I don't know where you got the 1890 foot value from. My prior calculation for takeoff at Lae was 2278 feet without flaps and 1914 feet with 30° flaps. This was at sea level, 85° F, no wind, 1100 gallons of fuel on board making the weight 15,000 pounds. The actual no flap takeoff distance measured by Chatter was 2,550 feet, only 272 feet more than the calculated distance. If you don't believe Chatter then you at least know that the plane could take off in less than 3,000 feet under those conditions.

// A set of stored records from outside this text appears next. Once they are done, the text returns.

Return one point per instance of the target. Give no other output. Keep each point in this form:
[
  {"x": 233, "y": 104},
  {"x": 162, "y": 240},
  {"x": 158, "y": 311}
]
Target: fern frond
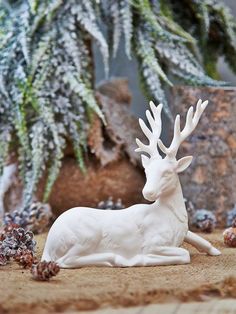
[
  {"x": 85, "y": 15},
  {"x": 127, "y": 23},
  {"x": 117, "y": 27}
]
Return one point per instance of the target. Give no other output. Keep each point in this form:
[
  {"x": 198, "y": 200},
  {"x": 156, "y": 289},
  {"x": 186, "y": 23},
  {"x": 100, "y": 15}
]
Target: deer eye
[{"x": 167, "y": 173}]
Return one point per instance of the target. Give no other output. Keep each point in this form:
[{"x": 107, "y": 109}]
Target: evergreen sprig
[{"x": 46, "y": 72}]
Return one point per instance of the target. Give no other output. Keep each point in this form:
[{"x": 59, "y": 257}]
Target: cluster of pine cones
[{"x": 18, "y": 244}]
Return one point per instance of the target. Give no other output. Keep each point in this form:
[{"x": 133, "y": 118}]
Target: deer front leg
[{"x": 201, "y": 244}]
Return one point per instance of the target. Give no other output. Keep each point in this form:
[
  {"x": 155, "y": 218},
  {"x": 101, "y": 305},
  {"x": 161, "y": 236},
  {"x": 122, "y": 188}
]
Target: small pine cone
[
  {"x": 3, "y": 260},
  {"x": 207, "y": 226},
  {"x": 44, "y": 270},
  {"x": 7, "y": 229},
  {"x": 230, "y": 237},
  {"x": 25, "y": 258}
]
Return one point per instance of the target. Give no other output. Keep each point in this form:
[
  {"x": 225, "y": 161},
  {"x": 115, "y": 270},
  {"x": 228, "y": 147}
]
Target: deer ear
[
  {"x": 145, "y": 161},
  {"x": 183, "y": 163}
]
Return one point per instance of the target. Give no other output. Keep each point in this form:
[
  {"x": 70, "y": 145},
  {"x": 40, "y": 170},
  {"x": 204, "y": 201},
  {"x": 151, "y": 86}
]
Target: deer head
[{"x": 162, "y": 173}]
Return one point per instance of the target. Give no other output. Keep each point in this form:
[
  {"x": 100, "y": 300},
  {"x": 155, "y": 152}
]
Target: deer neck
[{"x": 175, "y": 202}]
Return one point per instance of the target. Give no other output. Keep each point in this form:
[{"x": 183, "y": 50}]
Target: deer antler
[
  {"x": 180, "y": 136},
  {"x": 153, "y": 134}
]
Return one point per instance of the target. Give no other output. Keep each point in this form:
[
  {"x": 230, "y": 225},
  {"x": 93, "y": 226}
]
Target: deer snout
[{"x": 149, "y": 195}]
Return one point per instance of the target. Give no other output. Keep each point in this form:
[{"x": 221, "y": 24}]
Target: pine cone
[
  {"x": 3, "y": 260},
  {"x": 230, "y": 237},
  {"x": 15, "y": 240},
  {"x": 25, "y": 258},
  {"x": 44, "y": 270}
]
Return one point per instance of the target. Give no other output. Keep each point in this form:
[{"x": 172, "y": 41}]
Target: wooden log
[{"x": 210, "y": 180}]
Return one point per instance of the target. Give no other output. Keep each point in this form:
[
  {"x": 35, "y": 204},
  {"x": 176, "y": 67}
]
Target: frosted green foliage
[
  {"x": 46, "y": 67},
  {"x": 127, "y": 22}
]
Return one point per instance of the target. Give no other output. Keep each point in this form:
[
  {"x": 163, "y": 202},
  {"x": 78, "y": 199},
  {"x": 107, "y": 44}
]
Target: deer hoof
[{"x": 213, "y": 251}]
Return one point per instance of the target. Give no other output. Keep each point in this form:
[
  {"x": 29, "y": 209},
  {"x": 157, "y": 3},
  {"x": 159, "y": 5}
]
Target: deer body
[{"x": 143, "y": 234}]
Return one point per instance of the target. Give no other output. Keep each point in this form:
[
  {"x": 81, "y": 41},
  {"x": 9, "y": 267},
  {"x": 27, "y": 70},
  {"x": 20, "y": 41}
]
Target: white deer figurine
[{"x": 143, "y": 234}]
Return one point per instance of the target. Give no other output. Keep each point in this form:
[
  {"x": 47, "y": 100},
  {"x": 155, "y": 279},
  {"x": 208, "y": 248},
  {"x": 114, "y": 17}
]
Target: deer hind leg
[
  {"x": 167, "y": 256},
  {"x": 99, "y": 259},
  {"x": 201, "y": 244}
]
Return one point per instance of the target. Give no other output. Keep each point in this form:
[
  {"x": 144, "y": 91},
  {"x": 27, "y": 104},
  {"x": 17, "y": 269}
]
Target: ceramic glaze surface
[{"x": 143, "y": 234}]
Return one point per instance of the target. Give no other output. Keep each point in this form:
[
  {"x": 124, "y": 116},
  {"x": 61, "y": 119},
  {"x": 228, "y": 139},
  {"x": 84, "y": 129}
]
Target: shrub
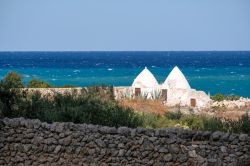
[
  {"x": 38, "y": 84},
  {"x": 68, "y": 86},
  {"x": 12, "y": 80}
]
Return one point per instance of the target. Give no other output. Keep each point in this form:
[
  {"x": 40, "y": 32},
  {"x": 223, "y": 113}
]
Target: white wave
[{"x": 76, "y": 71}]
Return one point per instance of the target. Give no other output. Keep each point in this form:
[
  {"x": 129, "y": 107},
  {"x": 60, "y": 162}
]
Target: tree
[
  {"x": 13, "y": 80},
  {"x": 10, "y": 92}
]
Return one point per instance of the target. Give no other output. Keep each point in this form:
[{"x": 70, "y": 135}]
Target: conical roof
[
  {"x": 145, "y": 80},
  {"x": 176, "y": 80}
]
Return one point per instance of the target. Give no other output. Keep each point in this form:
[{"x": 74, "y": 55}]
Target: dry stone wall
[{"x": 31, "y": 142}]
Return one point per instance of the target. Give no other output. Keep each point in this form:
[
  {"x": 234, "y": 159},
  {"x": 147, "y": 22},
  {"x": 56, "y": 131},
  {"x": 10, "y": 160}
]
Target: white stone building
[{"x": 174, "y": 91}]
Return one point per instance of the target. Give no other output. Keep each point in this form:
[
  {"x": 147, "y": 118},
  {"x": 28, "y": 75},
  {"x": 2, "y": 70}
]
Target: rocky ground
[{"x": 31, "y": 142}]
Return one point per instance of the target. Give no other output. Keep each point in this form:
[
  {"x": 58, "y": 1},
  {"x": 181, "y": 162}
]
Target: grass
[{"x": 97, "y": 105}]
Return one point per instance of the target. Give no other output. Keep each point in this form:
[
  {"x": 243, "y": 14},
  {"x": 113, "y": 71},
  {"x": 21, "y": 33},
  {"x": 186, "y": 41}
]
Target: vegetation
[
  {"x": 197, "y": 122},
  {"x": 97, "y": 105},
  {"x": 221, "y": 97},
  {"x": 94, "y": 105}
]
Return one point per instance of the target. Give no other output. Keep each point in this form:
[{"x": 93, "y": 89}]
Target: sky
[{"x": 124, "y": 25}]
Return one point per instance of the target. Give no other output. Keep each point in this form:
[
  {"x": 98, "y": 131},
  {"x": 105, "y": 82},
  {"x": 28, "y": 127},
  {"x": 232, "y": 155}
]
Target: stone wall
[{"x": 31, "y": 142}]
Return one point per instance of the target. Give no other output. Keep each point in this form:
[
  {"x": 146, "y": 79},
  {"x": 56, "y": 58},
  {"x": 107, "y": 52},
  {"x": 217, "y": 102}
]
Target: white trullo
[
  {"x": 145, "y": 80},
  {"x": 176, "y": 80}
]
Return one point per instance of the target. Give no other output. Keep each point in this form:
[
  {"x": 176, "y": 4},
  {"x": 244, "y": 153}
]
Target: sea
[{"x": 226, "y": 72}]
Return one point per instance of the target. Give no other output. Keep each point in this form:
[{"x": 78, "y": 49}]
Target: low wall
[{"x": 31, "y": 142}]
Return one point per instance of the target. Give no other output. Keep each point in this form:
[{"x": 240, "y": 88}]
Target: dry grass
[
  {"x": 147, "y": 106},
  {"x": 226, "y": 113}
]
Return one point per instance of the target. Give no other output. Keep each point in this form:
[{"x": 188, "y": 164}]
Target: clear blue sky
[{"x": 118, "y": 25}]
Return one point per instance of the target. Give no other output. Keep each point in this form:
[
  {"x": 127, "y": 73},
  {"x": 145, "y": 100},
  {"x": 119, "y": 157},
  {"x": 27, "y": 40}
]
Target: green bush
[
  {"x": 94, "y": 105},
  {"x": 38, "y": 84}
]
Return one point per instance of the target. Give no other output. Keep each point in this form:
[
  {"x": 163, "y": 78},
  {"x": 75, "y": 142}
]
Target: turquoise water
[{"x": 214, "y": 72}]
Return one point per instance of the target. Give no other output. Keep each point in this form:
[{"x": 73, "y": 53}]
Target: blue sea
[{"x": 212, "y": 72}]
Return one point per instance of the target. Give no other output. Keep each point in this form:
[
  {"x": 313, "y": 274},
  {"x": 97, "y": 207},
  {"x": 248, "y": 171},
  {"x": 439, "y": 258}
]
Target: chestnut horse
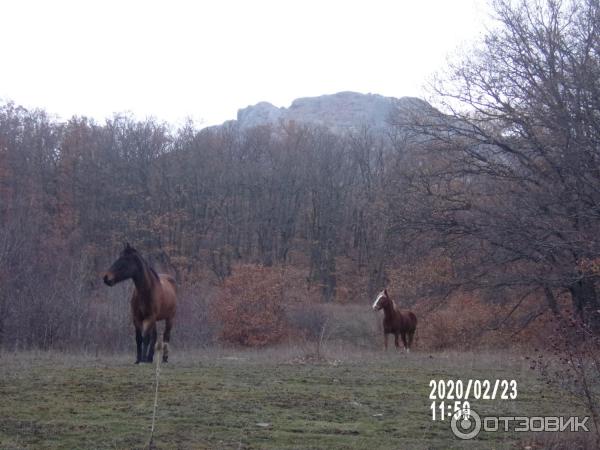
[
  {"x": 154, "y": 299},
  {"x": 400, "y": 324}
]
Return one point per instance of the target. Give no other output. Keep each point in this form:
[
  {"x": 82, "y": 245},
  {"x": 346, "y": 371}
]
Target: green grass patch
[{"x": 230, "y": 399}]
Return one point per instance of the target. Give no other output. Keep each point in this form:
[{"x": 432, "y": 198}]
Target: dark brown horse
[
  {"x": 400, "y": 324},
  {"x": 154, "y": 299}
]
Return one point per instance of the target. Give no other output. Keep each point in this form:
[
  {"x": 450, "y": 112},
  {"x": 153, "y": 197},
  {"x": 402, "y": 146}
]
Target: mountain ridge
[{"x": 340, "y": 111}]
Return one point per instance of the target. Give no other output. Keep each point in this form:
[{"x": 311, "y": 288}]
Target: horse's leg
[
  {"x": 148, "y": 330},
  {"x": 152, "y": 343},
  {"x": 403, "y": 334},
  {"x": 166, "y": 339},
  {"x": 411, "y": 335},
  {"x": 138, "y": 344}
]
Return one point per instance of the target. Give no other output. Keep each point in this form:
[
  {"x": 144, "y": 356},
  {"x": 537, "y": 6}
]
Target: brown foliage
[{"x": 249, "y": 306}]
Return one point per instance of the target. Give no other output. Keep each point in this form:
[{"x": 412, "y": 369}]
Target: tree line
[{"x": 497, "y": 190}]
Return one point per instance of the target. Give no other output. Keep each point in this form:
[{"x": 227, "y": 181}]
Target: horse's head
[
  {"x": 124, "y": 267},
  {"x": 381, "y": 300}
]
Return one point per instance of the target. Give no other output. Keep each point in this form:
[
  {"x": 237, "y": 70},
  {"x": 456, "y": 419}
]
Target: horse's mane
[{"x": 146, "y": 267}]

See my prior post here. Since the weather conditions are virtually the same if taking off from Howland to fly to Lae we know that the plane could certainly get off in 3,000 feet and most likely in 2,550 feet or a little bit less without flaps. The north-south runway at Howland was much longer than 3,000 feet and there is no reason to believe that the plane could not take off with a 15 mph crosswind on that runway. If taking off into a 15 mph east wind then the 2,550 feet becomes only 1,867 without flaps and the 1,914 foot flaps down takeoff would only take 1,349 feet so either way the east runway would have been long enough.

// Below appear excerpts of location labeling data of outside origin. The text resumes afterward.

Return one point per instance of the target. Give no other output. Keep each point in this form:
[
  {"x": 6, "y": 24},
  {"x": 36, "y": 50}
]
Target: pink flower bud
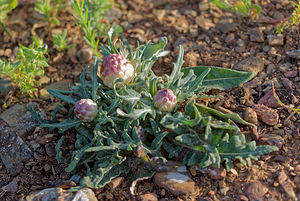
[
  {"x": 115, "y": 67},
  {"x": 86, "y": 110}
]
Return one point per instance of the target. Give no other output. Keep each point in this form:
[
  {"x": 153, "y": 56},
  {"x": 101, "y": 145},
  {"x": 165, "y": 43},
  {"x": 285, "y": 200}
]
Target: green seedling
[
  {"x": 90, "y": 17},
  {"x": 242, "y": 7},
  {"x": 292, "y": 20},
  {"x": 128, "y": 119},
  {"x": 60, "y": 42},
  {"x": 5, "y": 7},
  {"x": 50, "y": 10},
  {"x": 28, "y": 64}
]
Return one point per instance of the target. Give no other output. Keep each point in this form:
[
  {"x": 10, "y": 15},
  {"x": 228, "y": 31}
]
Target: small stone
[
  {"x": 148, "y": 197},
  {"x": 191, "y": 59},
  {"x": 285, "y": 67},
  {"x": 272, "y": 139},
  {"x": 286, "y": 184},
  {"x": 291, "y": 74},
  {"x": 287, "y": 83},
  {"x": 256, "y": 190},
  {"x": 175, "y": 182},
  {"x": 250, "y": 116},
  {"x": 295, "y": 54},
  {"x": 274, "y": 40},
  {"x": 217, "y": 173},
  {"x": 252, "y": 64},
  {"x": 85, "y": 194},
  {"x": 269, "y": 100},
  {"x": 5, "y": 86},
  {"x": 266, "y": 114},
  {"x": 85, "y": 55},
  {"x": 20, "y": 118},
  {"x": 226, "y": 27},
  {"x": 13, "y": 150},
  {"x": 12, "y": 187},
  {"x": 257, "y": 35}
]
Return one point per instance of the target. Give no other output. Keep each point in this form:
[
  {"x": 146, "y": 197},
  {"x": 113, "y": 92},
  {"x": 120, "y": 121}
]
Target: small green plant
[
  {"x": 137, "y": 120},
  {"x": 5, "y": 7},
  {"x": 90, "y": 17},
  {"x": 60, "y": 42},
  {"x": 28, "y": 64},
  {"x": 49, "y": 10},
  {"x": 242, "y": 7},
  {"x": 292, "y": 20}
]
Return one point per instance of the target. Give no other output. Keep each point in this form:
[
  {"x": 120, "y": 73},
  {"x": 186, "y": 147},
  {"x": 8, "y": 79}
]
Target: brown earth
[{"x": 211, "y": 37}]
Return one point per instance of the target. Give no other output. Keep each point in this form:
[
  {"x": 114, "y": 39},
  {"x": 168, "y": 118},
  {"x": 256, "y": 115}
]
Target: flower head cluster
[
  {"x": 165, "y": 100},
  {"x": 115, "y": 67}
]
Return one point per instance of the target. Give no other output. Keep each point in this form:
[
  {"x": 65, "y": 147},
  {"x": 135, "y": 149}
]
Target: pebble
[
  {"x": 5, "y": 86},
  {"x": 252, "y": 64},
  {"x": 20, "y": 118},
  {"x": 267, "y": 115},
  {"x": 13, "y": 150},
  {"x": 250, "y": 116},
  {"x": 226, "y": 27},
  {"x": 275, "y": 40},
  {"x": 149, "y": 197},
  {"x": 295, "y": 54},
  {"x": 291, "y": 74},
  {"x": 178, "y": 183},
  {"x": 257, "y": 35},
  {"x": 285, "y": 67},
  {"x": 269, "y": 100},
  {"x": 287, "y": 83},
  {"x": 256, "y": 190}
]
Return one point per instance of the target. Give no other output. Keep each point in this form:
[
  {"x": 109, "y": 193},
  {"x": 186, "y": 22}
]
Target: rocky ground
[{"x": 211, "y": 37}]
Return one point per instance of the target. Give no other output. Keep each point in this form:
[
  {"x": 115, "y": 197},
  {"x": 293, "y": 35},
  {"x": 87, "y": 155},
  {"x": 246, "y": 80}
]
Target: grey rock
[
  {"x": 295, "y": 54},
  {"x": 5, "y": 86},
  {"x": 252, "y": 64},
  {"x": 20, "y": 119},
  {"x": 176, "y": 181},
  {"x": 274, "y": 40},
  {"x": 13, "y": 150},
  {"x": 257, "y": 35}
]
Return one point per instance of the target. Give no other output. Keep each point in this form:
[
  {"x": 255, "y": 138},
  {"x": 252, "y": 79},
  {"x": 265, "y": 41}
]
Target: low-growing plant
[
  {"x": 292, "y": 20},
  {"x": 60, "y": 41},
  {"x": 5, "y": 7},
  {"x": 50, "y": 9},
  {"x": 90, "y": 17},
  {"x": 242, "y": 7},
  {"x": 28, "y": 64},
  {"x": 127, "y": 117}
]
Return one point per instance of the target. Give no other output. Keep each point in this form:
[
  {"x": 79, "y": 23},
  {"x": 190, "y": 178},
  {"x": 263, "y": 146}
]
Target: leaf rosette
[{"x": 131, "y": 130}]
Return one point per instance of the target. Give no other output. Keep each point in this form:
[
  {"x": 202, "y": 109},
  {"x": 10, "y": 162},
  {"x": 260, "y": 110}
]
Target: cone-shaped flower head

However, flying to Lae from Howland with the existing, fairly normal, wind conditions on that route the flight would take significantly less time so the plane could have taken off with less fuel. It is 2,556 SM miles and the 25 mph headwind on the leg from Lae to Howland would be a 25 mph tailwind going the other way making the ground speed 50 mph faster and taking about 5 hours less. This means that that flight could be made with about 250 gallons less fuel which weighs 1,500 pounds so the takeoff could have been made at a significantly lower weight of 13,500 pounds which is approximately the same as I calculated for the Howland to Hawaii flight.
I wrote before:
"Except we know that they had planned to carry only 825 gallons of fuel for the leg from Howland to Hawaii which is only 1892 SM, 664 SM shorter than the Lae to Howland leg. This is 275 gallons less than they carried on takeoff from Lae so the weight of the plane would have 1650 pounds less, only about 13,350 pounds. Doing the same takeoff calculations I have shown before we know that the takeoff distance varies with the weight ratio squared. Report 487 gives 2100 feet for a takeoff at 16,500 pounds, 13,350 pounds is only 0.809 of the maximum weight, which squared equals 0.654 times 2100 feet predicts the takeoff distance at Howland of 1,375 with 30° of flaps. For a no flap takeoff the distance would be the same 0.654 times 2,600 feet for a Howland takeoff distance of 1,700 feet."
Then adjusting this for a takeoff into the wind, I wrote before:
"From my prior post, the takeoff distance with no wind at Howland is 1,375 feet with 30° of flaps. For a no flap takeoff the distance would be 1,700 feet. A 20 mph headwind would shorten the 30° flap distances by 41.5% and a 10 mph headwind would shorten these distances by 22%. So with 30° of flaps and a 20 mph wind the distance would be 804 feet, with a 10 mph wind it would be 1070 feet. Without flaps, the reductions would be 38% and 20% so the distances would be 1050 and 1356 respectively.
BTW, I don't make this stuff up, see attached graph from Aerodynamics For Naval Aviators, the official Navy manual.
The calculation is easy. The takeoff speed of the plane with the lighter fuel load of 825 gallons for the shorter flight from Howland to Hawaii at the gross weight of 13,350 with no flaps is 93.5 mph and for a 30° of flaps takeoff the takeoff speed is 85 mph. The formula for computing the takeoff distance allowing for wind is:
Takeoff distance (wind) = Takeoff distance (no wind) (1 - wind speed/takeoff speed)^2
So for the 30° flap takeoff with a headwind component of 20 mph the calculation looks like this:
TD(w20) = 1375 (1- 20/85)^2
TD(w20) = 1375 (1 - 0.235)^2
TD(w20) = 1375 (0.585)
TD(w20) = 804 feet
You can work out the other examples yourself."
You can do the calculation for a 15 mph wind.
gl